| HN Mirror

I'm not sure how consensus would get you significantly above human baseline. Doesn't that just get you some sort of average?

The basic problem with synthetic self-training is that we need some reward function which tells us whether a given synthetic example is good. In case of AlphaGo Zero, this was a synthetic strategy which won the game, or scored a lot. Which can be automatically detected. But how do we automatically recognize that synthetic text has "high quality"?

One case where it might work is proofs in a formal proof language which can be checked automatically via software. So if a language model is tasked to generate synthetic conjecture/proof pairs, it is possible to automatically recognize the correct ones, and use that for self-training data (unsupervised, supervised, reinforcement, I'm not sure), enabling it to recursively create more complex synthetic proofs.
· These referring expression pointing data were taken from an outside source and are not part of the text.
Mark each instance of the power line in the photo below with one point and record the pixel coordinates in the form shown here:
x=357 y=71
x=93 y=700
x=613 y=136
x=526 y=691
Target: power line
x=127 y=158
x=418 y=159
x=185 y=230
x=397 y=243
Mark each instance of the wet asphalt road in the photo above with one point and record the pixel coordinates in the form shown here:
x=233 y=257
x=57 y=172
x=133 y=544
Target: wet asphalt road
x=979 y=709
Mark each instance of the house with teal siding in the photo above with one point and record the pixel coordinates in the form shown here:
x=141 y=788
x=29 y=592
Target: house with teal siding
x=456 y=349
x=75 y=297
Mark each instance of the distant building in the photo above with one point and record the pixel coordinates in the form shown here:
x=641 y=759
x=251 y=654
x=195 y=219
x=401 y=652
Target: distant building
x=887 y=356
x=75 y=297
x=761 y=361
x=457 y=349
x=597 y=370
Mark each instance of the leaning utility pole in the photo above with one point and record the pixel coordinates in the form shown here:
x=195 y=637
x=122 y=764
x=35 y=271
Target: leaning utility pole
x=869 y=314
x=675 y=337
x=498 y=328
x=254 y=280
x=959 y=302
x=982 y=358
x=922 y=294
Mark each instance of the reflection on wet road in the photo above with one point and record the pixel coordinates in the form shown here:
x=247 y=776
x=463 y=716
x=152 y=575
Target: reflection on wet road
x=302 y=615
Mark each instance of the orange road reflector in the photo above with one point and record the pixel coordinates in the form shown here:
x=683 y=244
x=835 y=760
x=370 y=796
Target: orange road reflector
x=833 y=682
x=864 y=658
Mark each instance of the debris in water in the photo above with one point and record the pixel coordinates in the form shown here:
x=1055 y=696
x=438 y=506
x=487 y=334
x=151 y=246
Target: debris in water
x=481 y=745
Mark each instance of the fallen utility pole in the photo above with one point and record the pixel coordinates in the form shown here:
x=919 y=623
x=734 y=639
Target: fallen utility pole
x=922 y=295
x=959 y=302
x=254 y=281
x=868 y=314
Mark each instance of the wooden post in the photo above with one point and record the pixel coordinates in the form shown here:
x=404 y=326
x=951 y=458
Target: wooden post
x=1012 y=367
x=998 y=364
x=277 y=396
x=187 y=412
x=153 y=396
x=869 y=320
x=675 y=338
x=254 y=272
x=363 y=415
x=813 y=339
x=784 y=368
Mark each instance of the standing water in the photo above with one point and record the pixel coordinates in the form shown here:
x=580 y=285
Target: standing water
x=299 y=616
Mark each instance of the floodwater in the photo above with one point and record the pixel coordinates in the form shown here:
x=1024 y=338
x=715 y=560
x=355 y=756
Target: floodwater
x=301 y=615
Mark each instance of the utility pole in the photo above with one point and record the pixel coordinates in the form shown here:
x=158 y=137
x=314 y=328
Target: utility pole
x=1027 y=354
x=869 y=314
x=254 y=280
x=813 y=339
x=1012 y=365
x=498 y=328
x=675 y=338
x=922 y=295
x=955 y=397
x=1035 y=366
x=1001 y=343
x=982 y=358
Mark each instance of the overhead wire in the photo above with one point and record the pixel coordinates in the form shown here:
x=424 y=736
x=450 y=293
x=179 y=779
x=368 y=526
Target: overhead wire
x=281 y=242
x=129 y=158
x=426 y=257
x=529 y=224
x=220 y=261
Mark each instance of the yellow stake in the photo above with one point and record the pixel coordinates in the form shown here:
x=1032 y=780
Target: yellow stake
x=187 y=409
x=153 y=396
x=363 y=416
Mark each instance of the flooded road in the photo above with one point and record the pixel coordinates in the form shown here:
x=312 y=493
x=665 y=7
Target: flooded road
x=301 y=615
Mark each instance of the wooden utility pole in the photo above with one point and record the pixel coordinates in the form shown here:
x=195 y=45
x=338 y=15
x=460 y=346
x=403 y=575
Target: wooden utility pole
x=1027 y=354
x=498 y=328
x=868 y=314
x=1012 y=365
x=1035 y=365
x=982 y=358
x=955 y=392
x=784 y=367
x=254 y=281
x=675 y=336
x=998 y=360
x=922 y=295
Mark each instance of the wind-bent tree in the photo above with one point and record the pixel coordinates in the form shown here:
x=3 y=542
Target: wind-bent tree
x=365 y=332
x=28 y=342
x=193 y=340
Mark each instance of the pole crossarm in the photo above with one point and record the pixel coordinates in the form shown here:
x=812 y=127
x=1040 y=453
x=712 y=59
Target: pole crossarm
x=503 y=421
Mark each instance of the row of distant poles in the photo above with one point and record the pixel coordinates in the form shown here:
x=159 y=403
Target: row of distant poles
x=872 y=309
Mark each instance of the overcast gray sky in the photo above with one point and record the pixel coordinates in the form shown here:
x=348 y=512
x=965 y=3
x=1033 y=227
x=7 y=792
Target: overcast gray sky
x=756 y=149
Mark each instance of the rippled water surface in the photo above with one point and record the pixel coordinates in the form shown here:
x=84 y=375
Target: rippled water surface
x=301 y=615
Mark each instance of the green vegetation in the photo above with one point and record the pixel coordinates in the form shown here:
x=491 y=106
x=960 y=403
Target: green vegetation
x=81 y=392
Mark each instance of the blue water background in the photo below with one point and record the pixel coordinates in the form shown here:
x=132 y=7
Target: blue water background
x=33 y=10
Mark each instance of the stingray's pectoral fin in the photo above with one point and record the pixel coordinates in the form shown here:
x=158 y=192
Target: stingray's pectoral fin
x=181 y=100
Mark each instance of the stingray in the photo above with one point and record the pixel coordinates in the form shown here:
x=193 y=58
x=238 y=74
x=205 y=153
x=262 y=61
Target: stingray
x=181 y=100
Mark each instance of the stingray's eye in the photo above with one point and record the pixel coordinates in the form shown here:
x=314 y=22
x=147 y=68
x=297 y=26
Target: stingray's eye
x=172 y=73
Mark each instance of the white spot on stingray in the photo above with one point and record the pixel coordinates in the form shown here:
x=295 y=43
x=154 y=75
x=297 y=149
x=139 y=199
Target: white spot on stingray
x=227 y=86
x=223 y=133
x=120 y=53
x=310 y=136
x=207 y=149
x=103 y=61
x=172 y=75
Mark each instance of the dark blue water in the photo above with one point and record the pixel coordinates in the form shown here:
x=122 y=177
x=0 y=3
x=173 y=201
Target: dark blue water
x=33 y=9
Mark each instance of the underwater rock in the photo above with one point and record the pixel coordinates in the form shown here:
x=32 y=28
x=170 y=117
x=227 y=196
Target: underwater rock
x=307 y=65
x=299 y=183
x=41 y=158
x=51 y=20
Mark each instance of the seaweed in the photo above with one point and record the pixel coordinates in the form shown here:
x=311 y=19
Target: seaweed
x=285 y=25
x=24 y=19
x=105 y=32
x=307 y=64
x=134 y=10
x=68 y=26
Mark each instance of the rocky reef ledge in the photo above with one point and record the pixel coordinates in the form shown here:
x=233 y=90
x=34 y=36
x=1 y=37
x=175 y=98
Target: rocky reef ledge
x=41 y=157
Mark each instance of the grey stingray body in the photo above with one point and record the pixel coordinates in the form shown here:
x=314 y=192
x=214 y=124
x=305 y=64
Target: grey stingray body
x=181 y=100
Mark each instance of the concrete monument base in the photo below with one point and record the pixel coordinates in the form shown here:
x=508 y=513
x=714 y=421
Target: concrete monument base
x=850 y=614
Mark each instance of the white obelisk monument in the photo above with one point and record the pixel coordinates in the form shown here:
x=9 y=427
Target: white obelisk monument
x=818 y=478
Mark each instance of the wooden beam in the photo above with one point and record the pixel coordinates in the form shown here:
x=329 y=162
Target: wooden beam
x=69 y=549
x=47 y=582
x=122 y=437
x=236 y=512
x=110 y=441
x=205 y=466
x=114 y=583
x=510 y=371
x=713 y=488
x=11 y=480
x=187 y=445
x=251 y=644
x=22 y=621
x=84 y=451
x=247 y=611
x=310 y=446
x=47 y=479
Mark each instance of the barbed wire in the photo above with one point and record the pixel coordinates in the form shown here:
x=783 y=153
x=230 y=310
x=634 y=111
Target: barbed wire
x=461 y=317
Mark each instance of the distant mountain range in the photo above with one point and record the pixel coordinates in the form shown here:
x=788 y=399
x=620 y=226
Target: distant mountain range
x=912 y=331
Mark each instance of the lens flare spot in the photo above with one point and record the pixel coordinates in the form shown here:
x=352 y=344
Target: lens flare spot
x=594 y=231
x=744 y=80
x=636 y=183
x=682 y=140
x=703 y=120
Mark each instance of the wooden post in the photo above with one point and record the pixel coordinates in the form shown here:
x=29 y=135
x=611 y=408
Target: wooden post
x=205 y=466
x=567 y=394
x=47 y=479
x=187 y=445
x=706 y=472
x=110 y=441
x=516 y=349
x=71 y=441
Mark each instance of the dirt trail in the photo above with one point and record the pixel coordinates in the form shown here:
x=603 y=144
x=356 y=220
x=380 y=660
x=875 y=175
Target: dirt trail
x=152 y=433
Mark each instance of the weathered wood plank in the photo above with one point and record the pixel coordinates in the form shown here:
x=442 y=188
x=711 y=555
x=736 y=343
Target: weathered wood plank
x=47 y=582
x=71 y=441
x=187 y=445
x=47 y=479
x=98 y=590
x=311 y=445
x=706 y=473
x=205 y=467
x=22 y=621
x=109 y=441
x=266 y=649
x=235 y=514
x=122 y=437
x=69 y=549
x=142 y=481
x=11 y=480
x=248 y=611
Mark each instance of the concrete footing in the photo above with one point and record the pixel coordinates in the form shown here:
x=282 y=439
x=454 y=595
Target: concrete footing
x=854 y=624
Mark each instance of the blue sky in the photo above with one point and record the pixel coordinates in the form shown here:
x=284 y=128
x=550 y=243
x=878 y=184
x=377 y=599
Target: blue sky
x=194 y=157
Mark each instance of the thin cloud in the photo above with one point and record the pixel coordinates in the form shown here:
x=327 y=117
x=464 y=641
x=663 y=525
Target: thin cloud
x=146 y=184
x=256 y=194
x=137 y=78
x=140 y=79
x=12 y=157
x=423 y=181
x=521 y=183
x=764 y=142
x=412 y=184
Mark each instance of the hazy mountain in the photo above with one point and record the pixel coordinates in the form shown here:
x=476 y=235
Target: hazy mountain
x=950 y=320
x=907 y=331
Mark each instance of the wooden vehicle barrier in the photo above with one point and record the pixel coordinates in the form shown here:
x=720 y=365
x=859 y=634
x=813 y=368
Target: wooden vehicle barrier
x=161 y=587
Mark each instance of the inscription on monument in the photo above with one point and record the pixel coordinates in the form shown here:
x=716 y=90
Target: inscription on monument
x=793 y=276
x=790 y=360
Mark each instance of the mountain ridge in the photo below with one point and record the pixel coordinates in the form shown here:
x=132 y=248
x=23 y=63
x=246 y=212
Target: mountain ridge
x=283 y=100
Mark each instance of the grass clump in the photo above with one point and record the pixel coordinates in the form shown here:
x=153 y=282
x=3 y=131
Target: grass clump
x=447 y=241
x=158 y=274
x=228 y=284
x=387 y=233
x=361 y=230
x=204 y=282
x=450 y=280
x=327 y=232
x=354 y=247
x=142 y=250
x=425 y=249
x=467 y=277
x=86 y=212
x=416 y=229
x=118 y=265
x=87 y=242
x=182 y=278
A very similar approach (with some sort of unit tests instead of proofs) is described here in more detail: https://arxiv.org/abs/2207.14502 It was a while that I read it, so my description above is kinda fuzzy. It might involve some adversarial step that I missed.

One problem is to get this process off the ground (bootstrapping), which is difficult, since we need some baseline capability first to create any successful synthetic examples, and there aren't a lot of human created formal proofs which can be used as bootstrapping training data.

Another problem is that, even if it worked, this system would just be good at generating proofs. Maybe there is some amount of transfer to natural language intelligence, but I'm not sure about that.

If you have a different idea for creating a reward signal, I would be interested how it could be done.